Ikdacht aan nog andere iteratieven (vaak woorden op -elen), uitgaande van het woord _wiebelen_. Ik krijg van mijnwoordenboek.nl deze suggesties




> wiebelen, schommelen, schudden, slingeren, wankelen, wiegen



Ik word niet wild over deze "synoniemen". _Schudden _en _slingeren _zijn mij veel te heftig. Maar al die *w-*verba en schommelen passen w...onderwel. O, die w- !
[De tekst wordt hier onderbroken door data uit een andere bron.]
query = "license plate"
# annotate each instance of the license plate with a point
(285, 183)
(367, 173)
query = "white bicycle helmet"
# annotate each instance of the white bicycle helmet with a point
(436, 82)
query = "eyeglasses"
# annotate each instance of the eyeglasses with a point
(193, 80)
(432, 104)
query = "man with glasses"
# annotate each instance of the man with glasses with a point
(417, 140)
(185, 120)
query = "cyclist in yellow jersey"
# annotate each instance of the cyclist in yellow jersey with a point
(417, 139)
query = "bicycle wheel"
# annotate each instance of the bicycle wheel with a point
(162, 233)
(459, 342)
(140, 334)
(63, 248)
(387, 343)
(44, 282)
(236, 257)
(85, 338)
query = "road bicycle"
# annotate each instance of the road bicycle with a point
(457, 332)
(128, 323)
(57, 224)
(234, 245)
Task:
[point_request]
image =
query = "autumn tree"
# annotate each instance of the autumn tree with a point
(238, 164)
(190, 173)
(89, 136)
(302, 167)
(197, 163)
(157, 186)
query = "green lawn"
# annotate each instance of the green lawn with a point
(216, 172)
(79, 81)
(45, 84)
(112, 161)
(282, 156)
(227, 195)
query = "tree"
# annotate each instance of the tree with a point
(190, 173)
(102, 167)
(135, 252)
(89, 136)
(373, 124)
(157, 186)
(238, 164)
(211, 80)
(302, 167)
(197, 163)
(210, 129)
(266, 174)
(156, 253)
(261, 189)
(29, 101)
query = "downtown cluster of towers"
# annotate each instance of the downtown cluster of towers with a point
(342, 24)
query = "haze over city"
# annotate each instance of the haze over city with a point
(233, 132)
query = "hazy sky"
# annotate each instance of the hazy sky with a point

Die sch-woorden lijjken behoorlijk divers: ik word liever geschommeld dan (door elkaar) geschud ! ;-)


----------



## Lopes

Horen de vraagwoorden die met een w beginnen hier ook bij? Wie wat waar waarom wanneer welk


----------



## ThomasK

Ach, alles mag, hoor, en dit is zeker een didactische serie. Oorspronkelijk ging het mij om leuke duo's/ trio's, etc., die niet per se onomtopeïsch hoeven te klinken. *Bed, bed, brood *is in Vlaanderen nu bekend, als een maatregel die te maken heeft met asielbeleid. BBB staan voor *blij, bang, boos, *basisemoties, enz. Dus dat zijn echt wel heel interessante 'chunks'? Daaraan dacht ik het meest...


----------